Banner projects commemorate veterans

May 7, 2018 by Stephanie Slegtenhorst
Banners line the streets in Sackville, N.B., commemorating the town’s veterans. The banners include a photo of the veteran, along with the units and dates of service. The banners in Saint John include poppies and a graphic of the Maple Leaf and Union Jack.
Garth Zwicker, Sackville, N.B., Branch; Lancaster Branch, Saint John

Since 2016, Sackville, N.B., Branch has found a special way to pay tribute to the town’s veterans. Inspired by what he saw in Saint John, N.B., Garth Zwicker decided to commemorate local veterans through a memorial banner project.

Zwicker’s father, a Korean War veteran, lives in a veterans’ facility in Saint John, where Lancaster Branch members visit and look after the residents. While visiting his father one day, Zwicker heard about a banner project organized by the branch. The banners, which are sponsored by veterans’ families, residents and businesses, commemorate local veterans and are hung along the main streets of the town in the weeks leading up to Remembrance Day.

“We went to the unveiling of the branch’s first banners and I was just blown away,” said Zwicker. “I thought there’s no reason in the world why we can’t do this in Sackville.”

Zwicker proposed the idea to his branch, which overwhelmingly supported it. He then approached the town council.

“[Sackville] jumped on the bandwagon right away,” said Zwicker. “They said we love what you’re doing, and not only that, but we will supply the hardware and hang them for you.”

Zwicker initially expected to put up 10 banners, but he received enough of a response to have 16 banners in 2016, followed by an additional 22 in 2017. The branch and the town now have a five-year plan to bring the total to 100 banners by 2020.

Sackville Branch is not the only branch to catch banner fever. It is uncertain where the idea originated, but Legion branches across Canada have begun to take on banner projects. “I’ve had some inquiries from Ontario and the western provinces,” said Zwicker.

Each branch runs the project somewhat differently, but the main elements remain the same. Banners are usually 0.6 metres wide by 1.2 metres high and cost from $150 to $250. They are installed sometime in September and usually remain until just after Remembrance Day.

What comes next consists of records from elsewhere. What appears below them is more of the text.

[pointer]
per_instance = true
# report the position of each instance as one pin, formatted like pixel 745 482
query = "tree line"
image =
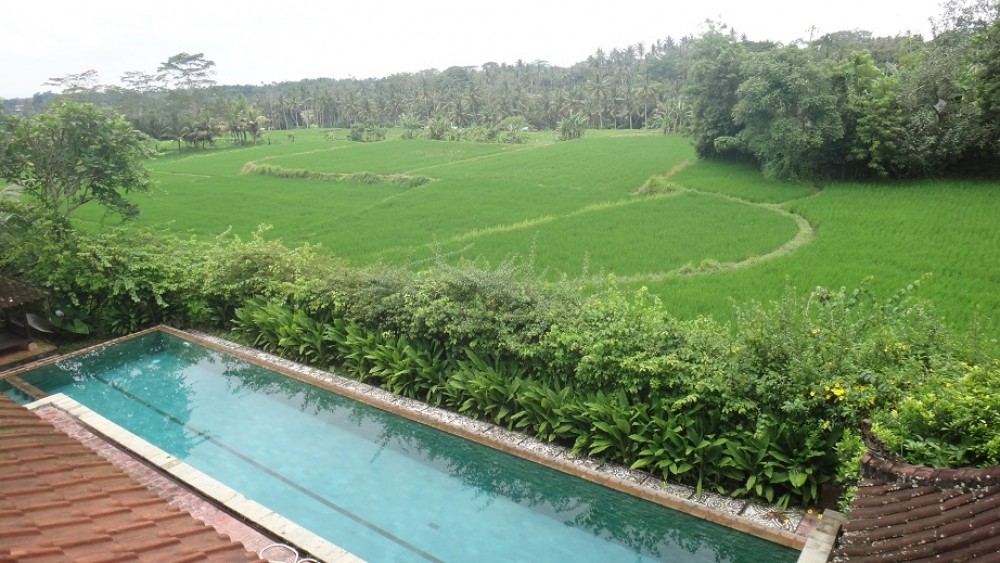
pixel 848 104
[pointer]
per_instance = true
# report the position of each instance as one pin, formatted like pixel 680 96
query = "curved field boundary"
pixel 400 180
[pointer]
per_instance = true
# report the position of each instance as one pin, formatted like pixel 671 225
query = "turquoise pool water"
pixel 381 486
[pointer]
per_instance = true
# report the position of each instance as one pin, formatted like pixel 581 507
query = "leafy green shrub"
pixel 947 419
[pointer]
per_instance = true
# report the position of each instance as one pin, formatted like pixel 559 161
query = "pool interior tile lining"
pixel 789 527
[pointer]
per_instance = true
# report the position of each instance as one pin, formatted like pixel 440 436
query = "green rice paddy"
pixel 718 234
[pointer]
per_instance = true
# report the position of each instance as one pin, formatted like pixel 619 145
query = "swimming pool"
pixel 379 485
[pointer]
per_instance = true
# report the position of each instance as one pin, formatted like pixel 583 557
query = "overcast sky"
pixel 254 42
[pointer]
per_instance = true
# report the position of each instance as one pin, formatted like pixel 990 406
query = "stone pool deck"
pixel 230 514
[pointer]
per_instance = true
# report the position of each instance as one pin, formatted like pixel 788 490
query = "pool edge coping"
pixel 214 491
pixel 454 424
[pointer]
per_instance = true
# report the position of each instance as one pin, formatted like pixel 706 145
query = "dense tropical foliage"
pixel 769 407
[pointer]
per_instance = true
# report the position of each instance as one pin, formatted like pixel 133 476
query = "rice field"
pixel 714 234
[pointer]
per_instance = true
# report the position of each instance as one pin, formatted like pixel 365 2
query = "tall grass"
pixel 576 208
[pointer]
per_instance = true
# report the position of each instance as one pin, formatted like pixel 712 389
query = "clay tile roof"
pixel 14 293
pixel 904 512
pixel 60 501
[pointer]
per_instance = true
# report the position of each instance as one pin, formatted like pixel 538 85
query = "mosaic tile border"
pixel 250 510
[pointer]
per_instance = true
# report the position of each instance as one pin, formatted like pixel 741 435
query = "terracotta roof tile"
pixel 60 501
pixel 14 293
pixel 905 512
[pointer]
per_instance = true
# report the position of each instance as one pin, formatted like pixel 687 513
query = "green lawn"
pixel 719 239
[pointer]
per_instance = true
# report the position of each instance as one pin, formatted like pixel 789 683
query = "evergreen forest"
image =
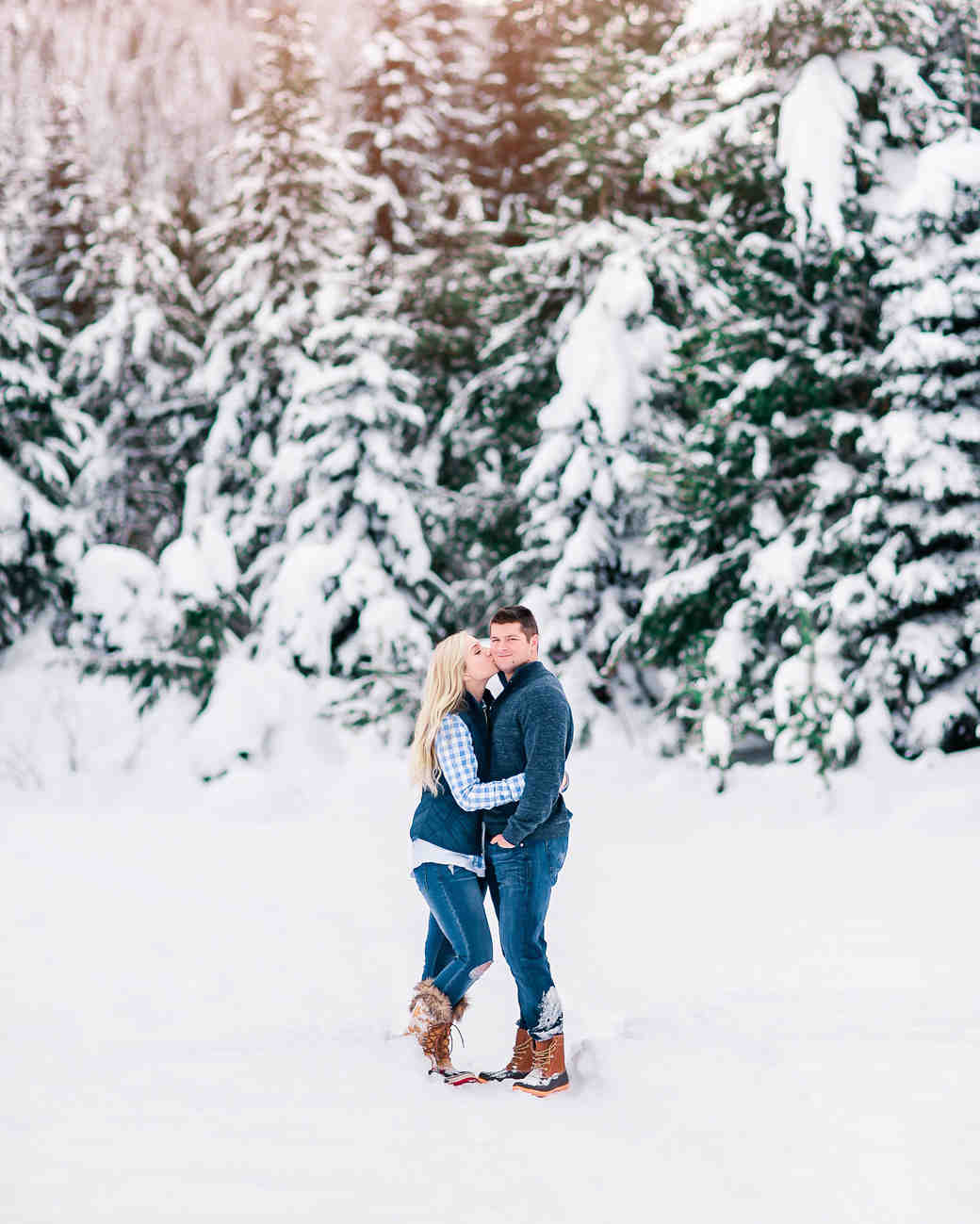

Banners in Newmarket, Ont., (right) include a photo of a field of poppies.
Milton Wesley Branch, Newmarket, Ont.

Each banner has a photo of a veteran, which is supplied by the sponsor, along with the units and dates of service, followed by the name of the sponsor. Some banners include the veteran’s rank.

For most banners, a graphic of the Maple Leaf and Union Jack flags appears at the top. The Union Jack was added because most of the veterans “would not have fought under the Canadian flag as we know it today,” said Zwicker.

Towns and businesses often assist the branches with the installation of the banners, using hydro poles and taking care of the paperwork associated with the program.

Milton Wesley Branch in Newmarket, Ont., began its banner program in 2017, said Crystal Cook, the branch’s banner co-ordinator. “The response from the public and the community has been overwhelming. We sold 28 [banners] the first year, and three more have come forward since Remembrance Day.”

Veterans from the First World War to Afghanistan appear on the banners, said Lancaster Branch President Larry Lynch, who has organized the project since 2015. Any veteran qualifies for a banner. “You don’t have to be deceased to be on a banner,” he added. “We also had RCMP officers: they’re veterans as well.

Banners in Newmarket, Ont., (right) include a photo of a field of poppies.
Milton Wesley Branch, Newmarket, Ont.

“The first year we put out a call, we ended up with 35 banners,” said Lynch. The project was so popular that a waiting list was needed. “So in 2016 we moved forward and added 58 banners…and in 2017 another 43 banners were added.”

The banners remain part of the program from two to five years, after which they are usually given as keepsakes to those who sponsored them. “If [the sponsors] want to have another one after that, we will start the process over again,” said Cook.

Town residents have been especially receptive to the project, said Cook. “People who didn’t normally frequent our main street were going down because they heard the banners were there.”

“Last year, [we had banners for] two citizens of Sackville who were captured on Christmas Day and became prisoners of war in the Second World War. We [also] had the brother of one of them on another banner,” said Zwicker. “These guys went to war…and then they came back and did a lot of things in their community. So there’s more than just their war service.

“I’d love to see the banner projects expand across the country,” said Zwicker.